My name is Maria Leonor Montiel and I was born in Looc, Romblon on December 30, 1970, the youngest of the two sons and five daughters of Lucy and Juanito G. Montiel.
After my graduation at the Ateneo, I work with Vietnamese Refugees as a teacher for one year at the Philippines Refugee Processing Center at Bataan Working with the Vietnamese refugees made me race how rich each of our cultures is, as well as the fact the no one culture is perfect.
Following this I worked at the Women’s Desk of the Institute of Social Order in Quezon City. At the same time I was trying to discern my vocation. Every time I went to the Church, I checked out the bulletin boards for vocations ads of religious communities. There were quite a few, but none seemed to attract me. Then one day in St. Joseph’s Church in Quezon City. I saw an ad inviting women to a search-in with Marykoll sisters. The posters invited women to share in a “multi-cultural community engaging in cross-cultural missions, building bridges and healing a broken world.” The challenge caught my attention, so I kept the telephone number. Weeks after the search-in dates had passed, I called the number. They were out so I left a message, then I received a call from Sister Mary Grenough, MM,.” Have you ever met a Maryknoll Sister? Do you have an idea what we look like? “No, I haven’t met one yet but I guess, like most nuns in the Philippines, Maryknoll Sister wearing a habit.” She invited me to visit them and suggested that I was in for a surprise. “Surprised, I was but a pleasant one. The nun who opened the gate at the Burgos House in Quezon City, Sister Nenita Tapia was wearing a duster (loose house dress) and I could see her hair, she had no veil, and do also everyone else in the house, I was invited to join the prayers and supper, and I was again pleasantly surprised that there was a normal, relaxed conversations, spiced with jokes and laughter, at the table. I didn’t feel like a stranger on my first visit, I felt at home. So I kept on coming back ‘home’ to Maryknoll.”

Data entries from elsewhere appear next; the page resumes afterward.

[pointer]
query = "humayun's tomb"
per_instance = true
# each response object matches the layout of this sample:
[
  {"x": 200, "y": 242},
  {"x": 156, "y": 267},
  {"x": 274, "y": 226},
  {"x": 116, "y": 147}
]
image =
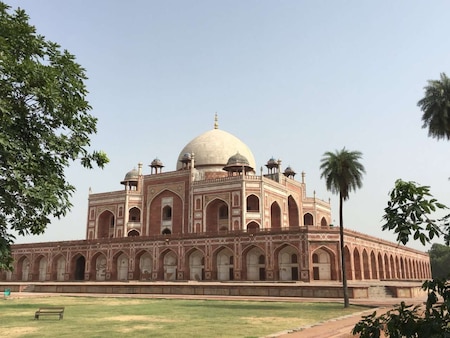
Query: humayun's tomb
[{"x": 213, "y": 219}]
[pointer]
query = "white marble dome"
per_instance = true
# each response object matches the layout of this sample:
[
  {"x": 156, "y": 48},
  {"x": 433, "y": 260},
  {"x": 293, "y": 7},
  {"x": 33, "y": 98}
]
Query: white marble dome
[{"x": 213, "y": 148}]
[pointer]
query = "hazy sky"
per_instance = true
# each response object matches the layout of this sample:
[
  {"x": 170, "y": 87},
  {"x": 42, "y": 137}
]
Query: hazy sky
[{"x": 291, "y": 79}]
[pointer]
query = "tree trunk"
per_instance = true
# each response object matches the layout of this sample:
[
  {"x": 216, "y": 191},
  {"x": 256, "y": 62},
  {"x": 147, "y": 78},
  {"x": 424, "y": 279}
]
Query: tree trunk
[{"x": 341, "y": 235}]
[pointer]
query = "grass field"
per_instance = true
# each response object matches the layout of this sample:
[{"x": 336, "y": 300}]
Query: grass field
[{"x": 141, "y": 317}]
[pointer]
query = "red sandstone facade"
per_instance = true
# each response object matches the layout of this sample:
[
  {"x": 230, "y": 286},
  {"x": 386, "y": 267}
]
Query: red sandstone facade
[{"x": 213, "y": 219}]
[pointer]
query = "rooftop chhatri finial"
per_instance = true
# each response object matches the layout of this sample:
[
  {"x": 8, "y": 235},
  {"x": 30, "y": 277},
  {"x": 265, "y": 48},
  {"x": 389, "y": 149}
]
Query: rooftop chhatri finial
[{"x": 216, "y": 122}]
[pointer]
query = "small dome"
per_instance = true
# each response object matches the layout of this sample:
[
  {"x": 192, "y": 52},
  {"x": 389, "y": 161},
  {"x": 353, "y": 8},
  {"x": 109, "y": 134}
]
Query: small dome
[
  {"x": 186, "y": 158},
  {"x": 272, "y": 163},
  {"x": 238, "y": 159},
  {"x": 131, "y": 176},
  {"x": 156, "y": 163},
  {"x": 238, "y": 163},
  {"x": 289, "y": 172}
]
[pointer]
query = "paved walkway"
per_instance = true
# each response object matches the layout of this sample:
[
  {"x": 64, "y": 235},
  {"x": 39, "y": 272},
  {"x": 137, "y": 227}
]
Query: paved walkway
[
  {"x": 335, "y": 328},
  {"x": 341, "y": 327}
]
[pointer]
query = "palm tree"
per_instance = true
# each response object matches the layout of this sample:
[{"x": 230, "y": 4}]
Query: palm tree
[
  {"x": 436, "y": 108},
  {"x": 343, "y": 173}
]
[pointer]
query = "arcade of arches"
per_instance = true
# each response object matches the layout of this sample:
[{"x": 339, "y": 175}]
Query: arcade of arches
[{"x": 216, "y": 258}]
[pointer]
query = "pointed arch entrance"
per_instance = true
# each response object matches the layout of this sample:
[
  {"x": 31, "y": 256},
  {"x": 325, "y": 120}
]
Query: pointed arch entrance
[
  {"x": 60, "y": 268},
  {"x": 80, "y": 265},
  {"x": 122, "y": 267},
  {"x": 293, "y": 213},
  {"x": 42, "y": 269},
  {"x": 275, "y": 216},
  {"x": 225, "y": 264},
  {"x": 169, "y": 265},
  {"x": 105, "y": 225},
  {"x": 322, "y": 267},
  {"x": 255, "y": 261},
  {"x": 288, "y": 264},
  {"x": 217, "y": 216},
  {"x": 99, "y": 264},
  {"x": 196, "y": 266}
]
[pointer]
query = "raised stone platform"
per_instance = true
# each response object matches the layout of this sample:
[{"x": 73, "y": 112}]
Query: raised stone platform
[{"x": 363, "y": 290}]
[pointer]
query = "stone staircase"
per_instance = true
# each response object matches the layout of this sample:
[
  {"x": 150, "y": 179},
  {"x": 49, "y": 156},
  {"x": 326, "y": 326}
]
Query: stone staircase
[
  {"x": 28, "y": 288},
  {"x": 380, "y": 291}
]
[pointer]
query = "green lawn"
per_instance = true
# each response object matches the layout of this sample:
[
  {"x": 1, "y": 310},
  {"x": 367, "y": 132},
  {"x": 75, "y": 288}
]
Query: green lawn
[{"x": 137, "y": 317}]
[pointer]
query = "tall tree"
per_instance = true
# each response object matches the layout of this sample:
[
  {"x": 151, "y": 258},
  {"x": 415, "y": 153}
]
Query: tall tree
[
  {"x": 409, "y": 213},
  {"x": 436, "y": 108},
  {"x": 343, "y": 173},
  {"x": 44, "y": 127}
]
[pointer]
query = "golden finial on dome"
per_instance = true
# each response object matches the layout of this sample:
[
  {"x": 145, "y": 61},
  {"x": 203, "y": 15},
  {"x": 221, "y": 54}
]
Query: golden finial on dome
[{"x": 216, "y": 122}]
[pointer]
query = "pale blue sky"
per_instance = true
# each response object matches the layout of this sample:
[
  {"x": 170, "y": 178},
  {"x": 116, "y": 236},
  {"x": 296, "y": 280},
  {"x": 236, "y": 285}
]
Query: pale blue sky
[{"x": 292, "y": 79}]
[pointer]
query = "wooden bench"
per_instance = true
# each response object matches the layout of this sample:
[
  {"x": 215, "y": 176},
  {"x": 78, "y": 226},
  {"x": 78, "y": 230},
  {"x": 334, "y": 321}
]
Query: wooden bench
[{"x": 48, "y": 311}]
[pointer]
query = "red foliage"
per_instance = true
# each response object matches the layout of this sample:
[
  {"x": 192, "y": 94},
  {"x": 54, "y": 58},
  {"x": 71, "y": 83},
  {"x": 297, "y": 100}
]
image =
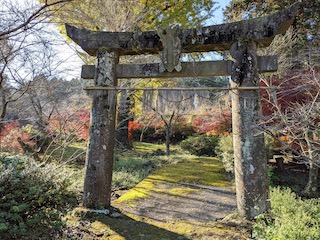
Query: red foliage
[
  {"x": 9, "y": 133},
  {"x": 131, "y": 127},
  {"x": 296, "y": 87},
  {"x": 75, "y": 124}
]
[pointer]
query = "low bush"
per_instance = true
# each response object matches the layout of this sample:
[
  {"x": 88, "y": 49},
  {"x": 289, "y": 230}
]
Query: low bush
[
  {"x": 291, "y": 217},
  {"x": 226, "y": 153},
  {"x": 201, "y": 145},
  {"x": 33, "y": 198}
]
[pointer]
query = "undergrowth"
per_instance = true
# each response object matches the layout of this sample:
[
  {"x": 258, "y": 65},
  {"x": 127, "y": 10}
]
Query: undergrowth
[
  {"x": 33, "y": 198},
  {"x": 291, "y": 217}
]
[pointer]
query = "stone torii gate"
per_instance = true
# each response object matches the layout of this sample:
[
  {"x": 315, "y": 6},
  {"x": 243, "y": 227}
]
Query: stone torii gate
[{"x": 240, "y": 38}]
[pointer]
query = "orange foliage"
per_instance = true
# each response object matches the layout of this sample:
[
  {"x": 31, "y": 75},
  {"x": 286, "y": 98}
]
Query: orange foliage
[{"x": 9, "y": 133}]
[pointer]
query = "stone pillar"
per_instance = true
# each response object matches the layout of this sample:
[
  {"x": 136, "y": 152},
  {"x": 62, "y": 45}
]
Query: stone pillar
[
  {"x": 249, "y": 155},
  {"x": 99, "y": 161}
]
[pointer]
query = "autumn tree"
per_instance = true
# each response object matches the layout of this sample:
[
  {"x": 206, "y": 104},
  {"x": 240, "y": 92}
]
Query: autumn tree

When asked why I wanted to be a Maryknoll Sister, I say: “Jesus said He came to set the captives free, liberate the oppressed, and to let the blind see. I really believe this; these are my ideals too: a world where every creatures is respected and has its own place, where peace, justice and equality reign, but growing up in the world of cynicism, commercialism, capitalism, I thought these ideals would remain just like that, ideals, nice words, good concepts. That for me to survive in the world, I would have to join the rest of the crowd and let go of my dreams until I met people like the Maryknoll Sisters. Maryknoll allows me not only to continue but to make that dream a reality, no matter how slow the process.”